The interest coverage ratios are calculated at 5.00% for the 5% fee products and are in line with the initial rates for the zero fee options.
Louisa Sedgwick, Commercial Director of Mortgages at Paragon Bank, says: “We are reducing rates across our core range and introducing a number of flexible new five-year options to give landlords more choice. In addition to this rate reduction, rates for products that charge a £750 application fee are lower than our core range.”
This ends a week of rate cuts intended to entice investors into investment properties.
Agreement says new buy-to-let borrowers can now benefit from reduced two-year fixed rates, ranging from 0.05% to 0.40%. Three-year fixed rates are also being reduced by between 0.10% and 0.20%, and Accord’s two-year tracker rates are being reduced by 0.05%. All the cuts apply to the lender’s new business BTL range, with the exception of its 80% loan-to-value products.
And LendInvest Mortgages has followed up last month’s rate cuts with further cuts in a number of five-year rates by up to 0.10%, with rates now starting at 4.99%.
In the meantime West oneThe latest rate changes mean the buy-to-let range starts at 3.09% and caters for a range of borrowers including first-time landlords, those with poor credit and portfolio landlords looking to borrow up to £10.5m. The BTL range also offers solutions for HMOs, multi-unit freehold blocks (MUFBs), holiday lets, ex-local authority, let-to-buy and expat borrowers.
Buy to rent by Foundation – the buy to let brand of Foundation Home Loans – has launched a new five-year, fixed rate Limited Edition product. Available within the F1 tier for customers with an ‘almost clean’ credit history, the new product is available up to 75% LTV with a rate of 5.59% and a fee of 2.25%.
Finally The Mortgage Works has today reduced rates by up to 0.30% on selected BTL products for both new and existing customers.
For new businesses, the revised rates include a two-year fixed rate for BTL purchase and refinance of 3.69% with a 3% fee, available up to 65% LTV, reduced by 0.10%. There is also a five-year fixed rate for BTL purchase and refinance of 4.04% with a 3% fee, available up to 65% LTV, also reduced by 0.10%.

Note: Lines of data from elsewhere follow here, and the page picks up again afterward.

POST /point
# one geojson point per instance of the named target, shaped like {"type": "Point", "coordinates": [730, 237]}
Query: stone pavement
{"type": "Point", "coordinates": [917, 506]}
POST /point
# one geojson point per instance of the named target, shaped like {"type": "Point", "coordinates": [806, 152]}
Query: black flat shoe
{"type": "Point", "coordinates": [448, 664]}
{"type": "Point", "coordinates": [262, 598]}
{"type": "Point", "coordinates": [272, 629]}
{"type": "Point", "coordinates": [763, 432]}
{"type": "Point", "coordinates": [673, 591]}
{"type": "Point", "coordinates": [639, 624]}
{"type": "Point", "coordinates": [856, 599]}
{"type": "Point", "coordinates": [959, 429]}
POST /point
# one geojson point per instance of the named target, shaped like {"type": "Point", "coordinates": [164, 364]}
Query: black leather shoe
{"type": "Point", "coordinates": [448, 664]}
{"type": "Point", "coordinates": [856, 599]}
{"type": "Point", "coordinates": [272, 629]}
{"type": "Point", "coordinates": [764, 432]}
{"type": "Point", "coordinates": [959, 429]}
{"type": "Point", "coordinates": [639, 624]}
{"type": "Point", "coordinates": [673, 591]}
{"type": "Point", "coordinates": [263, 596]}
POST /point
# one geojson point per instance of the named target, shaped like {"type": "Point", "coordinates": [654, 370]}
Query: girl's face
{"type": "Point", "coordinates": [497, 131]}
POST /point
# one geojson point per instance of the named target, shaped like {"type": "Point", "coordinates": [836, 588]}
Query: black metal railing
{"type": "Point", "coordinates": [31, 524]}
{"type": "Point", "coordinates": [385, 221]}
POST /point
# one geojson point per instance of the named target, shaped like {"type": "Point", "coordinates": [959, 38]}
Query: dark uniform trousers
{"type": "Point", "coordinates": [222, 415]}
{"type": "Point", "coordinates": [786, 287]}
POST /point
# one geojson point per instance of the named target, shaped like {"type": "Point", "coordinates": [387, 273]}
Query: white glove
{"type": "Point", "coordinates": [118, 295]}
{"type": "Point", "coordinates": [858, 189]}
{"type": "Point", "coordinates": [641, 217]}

Mortgage Works’ five-year fixed switcher rate of 4.14% with a 3% fee, will see a reduction of 0.10% and is available for BTL purchases up to 75% LTV. As part of these changes, the lender’s new business rates for private limited companies have also been reduced. These include a two-year fixed rate for buy-to-let purchases and refinances of 4.99% with a 3% fee, available up to 75% LTV, reduced by 0.30%.

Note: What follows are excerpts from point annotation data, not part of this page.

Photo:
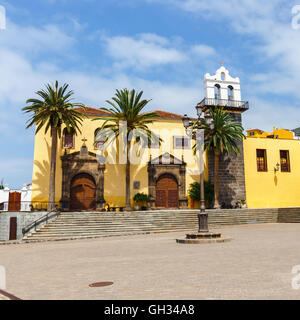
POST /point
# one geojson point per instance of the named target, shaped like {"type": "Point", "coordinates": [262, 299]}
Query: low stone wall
{"type": "Point", "coordinates": [23, 220]}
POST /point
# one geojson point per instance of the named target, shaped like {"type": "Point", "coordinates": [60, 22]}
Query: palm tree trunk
{"type": "Point", "coordinates": [51, 205]}
{"type": "Point", "coordinates": [216, 179]}
{"type": "Point", "coordinates": [128, 204]}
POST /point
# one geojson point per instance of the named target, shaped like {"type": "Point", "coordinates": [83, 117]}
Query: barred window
{"type": "Point", "coordinates": [181, 143]}
{"type": "Point", "coordinates": [68, 139]}
{"type": "Point", "coordinates": [285, 161]}
{"type": "Point", "coordinates": [261, 158]}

Mark Harris, CEO of mortgage broker SPF Private Clients, said: “With the top five lenders – Barclays, HSBC, Santander, Halifax and NatWest – cutting their mortgage rates this week, lenders continue to fight for business as they ramp up the summer sale. Those lenders who have not yet repriced are likely to follow suit, as long as service levels allow.

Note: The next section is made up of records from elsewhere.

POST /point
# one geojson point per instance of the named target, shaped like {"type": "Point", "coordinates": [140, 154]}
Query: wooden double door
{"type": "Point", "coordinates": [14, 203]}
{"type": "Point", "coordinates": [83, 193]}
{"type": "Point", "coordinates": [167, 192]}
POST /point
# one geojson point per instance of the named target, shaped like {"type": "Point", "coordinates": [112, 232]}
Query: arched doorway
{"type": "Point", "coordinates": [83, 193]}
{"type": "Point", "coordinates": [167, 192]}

“While swap rates, which form the basis for pricing fixed-rate mortgages, have not shown a consistent downward trend, the need to do more business appears to be motivating lenders to adjust their rates.
“It’s good news for borrowers, many of whom are struggling with affordability after successive rate hikes and then holding on. Expectations of a rate cut in August are high.”